A Feira convida quem vive na cidade para defender a Reforma Agrária, como o Movimento acredita que a Reforma Agrária se relaciona com as questões que os centros urbanos enfrentam? Como quem vive na cidade pode contribuir com a luta pela Reforma Agrária?

Costumamos dizer que a Reforma Agrária se materializa no campo, mas ela também deve ser conquistada na cidade. Vir para a capital do estado com os frutos da luta pela terra, para nós, é de uma simbologia grandiosa. Conseguimos concretamente mostrar para a população o resultado da nossa luta e também de maneira concreta como quem vive na cidade está diretamente relacionado com esse processo.

Seja através da produção de alimentos saudáveis que chega na mesa dos trabalhadores da cidade, seja pelo processo de geração de emprego e renda no campo, são diversas as dimensões que conectam a luta dos Sem Terra com as questões dos centros urbanos: o desemprego, a fome, o inchaço nas grandes cidade e tantas outras mazelas.
Entender que a luta pela Reforma Agrária possibilitam passos para a transformação dessa situação é um passo importante para termos nas cidades defensores e defensoras da luta pela terra. Talvez essa seja uma das principais contribuições: abraçar a luta pela terra e pela Reforma Agrária. 

Outras diversas iniciativas também nos aproximam e potencializam nossa relação, em especial através da compra dos alimentos que vem dos acampamentos e assentamentos, propagando e defendendo as ideias de uma sociedade justa.

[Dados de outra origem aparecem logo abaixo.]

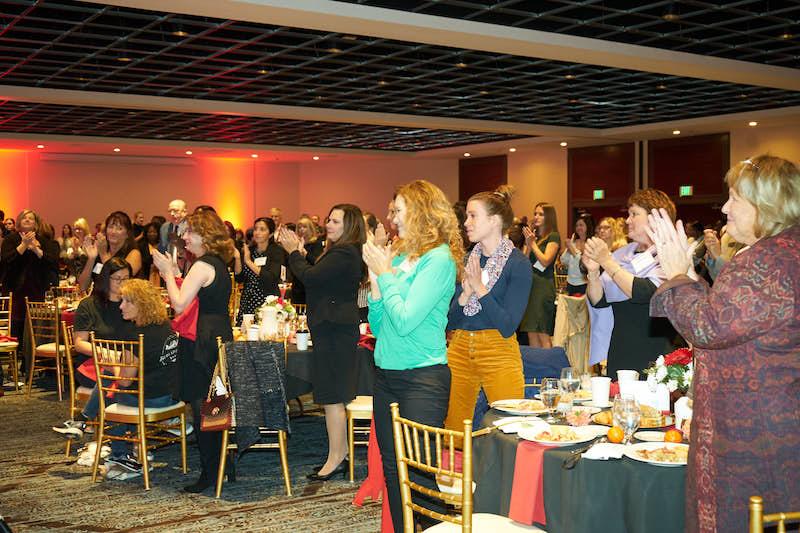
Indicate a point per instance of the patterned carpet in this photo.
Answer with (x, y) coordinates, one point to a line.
(41, 490)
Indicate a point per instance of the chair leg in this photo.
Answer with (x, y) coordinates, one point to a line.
(143, 455)
(350, 443)
(183, 442)
(223, 455)
(287, 481)
(99, 446)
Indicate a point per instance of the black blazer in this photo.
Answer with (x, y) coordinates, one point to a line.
(331, 284)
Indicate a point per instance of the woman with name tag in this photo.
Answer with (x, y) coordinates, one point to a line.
(542, 244)
(619, 295)
(486, 310)
(261, 272)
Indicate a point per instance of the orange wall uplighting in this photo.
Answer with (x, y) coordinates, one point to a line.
(14, 194)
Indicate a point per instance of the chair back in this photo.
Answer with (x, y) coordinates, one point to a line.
(758, 519)
(42, 322)
(5, 314)
(117, 362)
(412, 443)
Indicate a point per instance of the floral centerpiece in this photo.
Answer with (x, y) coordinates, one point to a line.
(675, 370)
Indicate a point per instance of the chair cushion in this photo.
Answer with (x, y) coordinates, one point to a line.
(48, 349)
(485, 522)
(119, 409)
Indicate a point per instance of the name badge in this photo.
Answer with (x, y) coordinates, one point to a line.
(642, 262)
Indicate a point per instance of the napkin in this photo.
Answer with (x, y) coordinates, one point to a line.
(604, 451)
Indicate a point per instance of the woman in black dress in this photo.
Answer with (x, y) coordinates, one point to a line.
(261, 268)
(207, 239)
(331, 291)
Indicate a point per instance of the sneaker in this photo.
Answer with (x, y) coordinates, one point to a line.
(127, 462)
(71, 428)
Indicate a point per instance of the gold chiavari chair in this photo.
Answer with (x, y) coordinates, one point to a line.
(413, 449)
(46, 348)
(229, 447)
(758, 519)
(8, 349)
(113, 360)
(78, 396)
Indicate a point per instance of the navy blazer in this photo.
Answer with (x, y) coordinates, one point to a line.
(331, 284)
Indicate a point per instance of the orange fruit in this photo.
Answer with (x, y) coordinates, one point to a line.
(615, 434)
(673, 435)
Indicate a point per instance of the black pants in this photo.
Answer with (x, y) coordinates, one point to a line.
(423, 395)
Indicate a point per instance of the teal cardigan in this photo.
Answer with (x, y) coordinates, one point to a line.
(410, 318)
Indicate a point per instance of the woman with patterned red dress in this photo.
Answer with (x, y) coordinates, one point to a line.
(745, 431)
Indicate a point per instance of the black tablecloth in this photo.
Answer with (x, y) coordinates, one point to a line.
(298, 372)
(624, 496)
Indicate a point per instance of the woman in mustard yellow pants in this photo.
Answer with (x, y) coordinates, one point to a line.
(486, 310)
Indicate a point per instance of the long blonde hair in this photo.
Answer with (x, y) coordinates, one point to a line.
(429, 221)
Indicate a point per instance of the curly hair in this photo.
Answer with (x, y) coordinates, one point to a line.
(649, 199)
(772, 185)
(429, 222)
(214, 234)
(147, 299)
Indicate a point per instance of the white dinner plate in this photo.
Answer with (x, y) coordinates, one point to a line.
(634, 450)
(520, 407)
(583, 433)
(649, 436)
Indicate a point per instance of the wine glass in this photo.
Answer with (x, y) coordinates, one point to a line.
(626, 415)
(550, 392)
(570, 381)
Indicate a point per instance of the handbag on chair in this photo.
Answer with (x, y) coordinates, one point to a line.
(216, 413)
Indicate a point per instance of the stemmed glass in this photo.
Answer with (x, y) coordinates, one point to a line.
(626, 415)
(569, 382)
(550, 392)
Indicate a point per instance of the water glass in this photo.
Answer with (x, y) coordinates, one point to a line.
(550, 393)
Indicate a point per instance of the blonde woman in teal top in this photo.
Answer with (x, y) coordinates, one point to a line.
(411, 288)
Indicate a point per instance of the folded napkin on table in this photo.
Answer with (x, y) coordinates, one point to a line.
(604, 451)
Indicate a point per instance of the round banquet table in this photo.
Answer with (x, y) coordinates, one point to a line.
(624, 496)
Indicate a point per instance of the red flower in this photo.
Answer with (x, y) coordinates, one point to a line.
(681, 356)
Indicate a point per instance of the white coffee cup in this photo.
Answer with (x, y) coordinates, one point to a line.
(601, 387)
(302, 340)
(627, 375)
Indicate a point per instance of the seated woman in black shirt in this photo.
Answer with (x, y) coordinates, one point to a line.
(142, 304)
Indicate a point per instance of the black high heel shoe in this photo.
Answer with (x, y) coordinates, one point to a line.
(342, 468)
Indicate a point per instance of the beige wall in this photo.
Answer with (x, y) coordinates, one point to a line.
(539, 174)
(369, 184)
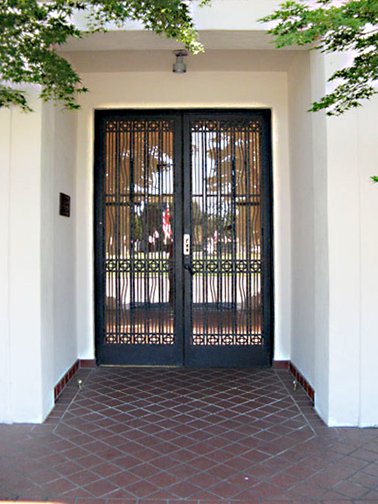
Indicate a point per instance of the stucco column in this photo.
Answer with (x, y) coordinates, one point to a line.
(26, 389)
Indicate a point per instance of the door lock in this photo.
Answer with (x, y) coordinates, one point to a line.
(186, 244)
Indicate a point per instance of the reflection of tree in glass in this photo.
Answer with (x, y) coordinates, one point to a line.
(148, 229)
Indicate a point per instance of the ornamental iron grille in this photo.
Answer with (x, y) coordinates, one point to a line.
(226, 231)
(160, 177)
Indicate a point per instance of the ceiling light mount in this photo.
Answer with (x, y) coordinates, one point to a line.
(179, 66)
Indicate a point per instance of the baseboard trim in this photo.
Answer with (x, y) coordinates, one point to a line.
(280, 364)
(61, 385)
(87, 362)
(288, 365)
(276, 365)
(80, 363)
(302, 382)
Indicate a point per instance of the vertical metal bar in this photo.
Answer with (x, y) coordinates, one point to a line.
(131, 233)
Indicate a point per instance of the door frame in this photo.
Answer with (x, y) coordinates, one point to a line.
(182, 146)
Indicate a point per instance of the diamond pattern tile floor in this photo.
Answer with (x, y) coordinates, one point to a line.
(189, 436)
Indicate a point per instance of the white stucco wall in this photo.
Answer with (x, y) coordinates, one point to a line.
(192, 90)
(37, 281)
(353, 268)
(334, 247)
(64, 256)
(302, 218)
(5, 162)
(24, 390)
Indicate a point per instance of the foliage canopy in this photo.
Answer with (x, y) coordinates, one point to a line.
(31, 31)
(335, 26)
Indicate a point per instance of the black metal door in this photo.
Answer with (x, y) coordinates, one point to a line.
(182, 233)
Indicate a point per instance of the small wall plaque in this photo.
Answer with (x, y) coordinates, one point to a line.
(64, 205)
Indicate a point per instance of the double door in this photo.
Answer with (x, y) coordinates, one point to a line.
(183, 263)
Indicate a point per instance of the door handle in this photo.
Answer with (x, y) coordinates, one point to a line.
(189, 268)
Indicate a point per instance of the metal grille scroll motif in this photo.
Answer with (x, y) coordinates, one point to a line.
(139, 232)
(226, 232)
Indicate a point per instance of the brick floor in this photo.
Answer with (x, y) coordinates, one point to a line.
(171, 436)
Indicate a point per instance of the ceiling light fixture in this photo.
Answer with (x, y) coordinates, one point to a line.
(179, 66)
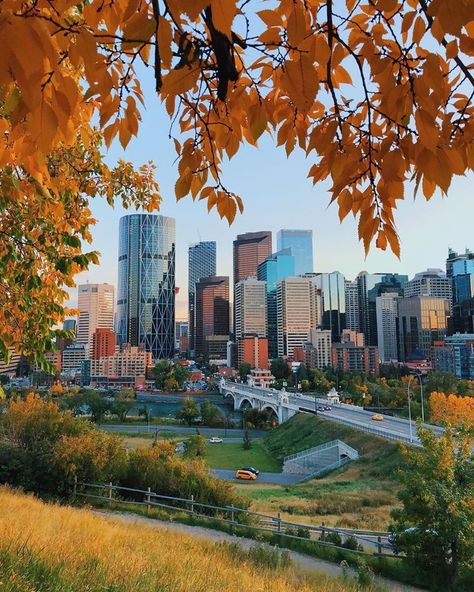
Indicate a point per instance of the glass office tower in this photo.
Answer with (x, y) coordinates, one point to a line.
(201, 264)
(301, 244)
(146, 283)
(276, 267)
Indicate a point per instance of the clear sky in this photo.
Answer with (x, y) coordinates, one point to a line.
(277, 195)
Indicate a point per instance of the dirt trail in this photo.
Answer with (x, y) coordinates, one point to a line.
(305, 562)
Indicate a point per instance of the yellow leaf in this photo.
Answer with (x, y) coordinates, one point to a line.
(180, 81)
(223, 12)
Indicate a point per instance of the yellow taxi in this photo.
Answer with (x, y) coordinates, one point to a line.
(245, 475)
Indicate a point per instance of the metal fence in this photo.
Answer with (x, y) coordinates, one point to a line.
(376, 541)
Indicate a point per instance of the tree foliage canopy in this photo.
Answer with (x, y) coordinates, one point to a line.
(375, 92)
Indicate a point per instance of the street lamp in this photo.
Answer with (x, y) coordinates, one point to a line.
(409, 409)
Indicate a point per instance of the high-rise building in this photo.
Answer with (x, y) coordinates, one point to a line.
(96, 311)
(250, 306)
(201, 264)
(455, 354)
(296, 313)
(432, 282)
(387, 326)
(347, 356)
(300, 243)
(333, 302)
(250, 250)
(422, 321)
(276, 267)
(352, 306)
(146, 283)
(253, 350)
(70, 325)
(317, 353)
(212, 316)
(103, 343)
(370, 286)
(460, 270)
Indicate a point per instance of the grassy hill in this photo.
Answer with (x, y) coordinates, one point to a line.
(48, 548)
(360, 495)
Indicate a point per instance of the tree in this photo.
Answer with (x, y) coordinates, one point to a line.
(120, 407)
(227, 73)
(211, 414)
(279, 369)
(244, 370)
(452, 410)
(189, 412)
(195, 446)
(438, 504)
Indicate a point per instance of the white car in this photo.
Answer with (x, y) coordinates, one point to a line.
(215, 440)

O que a população de Maceió pode esperar para a edição de 20 anos da Feira do MST?

Uma grande festa na celebração da vida, da luta, do sonho, da resistência e da colheita do alimento saudável! Afinal não é todo dia que comemoramos 20 anos da construção de uma Feira que partilha com a cidade o que temos de melhor na Reforma Agrária.

Além de uma grande diversidade de alimentos saudáveis e artesanato, a Feira traz outras dimensões da vida no campo, a cultura camponesa, a culinária da terra, a educação e a saúde popular.

Quem vai para a Feira pode sentir o gosto, o cheiro e as cores da roça, do campo e da vida nos assentamentos e acampamentos de todo o estado de Alagoas.

Além da produção saudável, do café da manhã, do almoço e da janta com sabor da roça, quem visitar a Feira poderá aproveitar o grande Festival de Cultura popular, com uma diversidade de folguedos, atrações artísticas e culturais do que há de melhor da expressão da cultura brasileira e alagoana.

São quatro dias de muita celebração, partilha e de reafirmar a nossa disposição de seguir contando essa história junto com quem vive na cidade.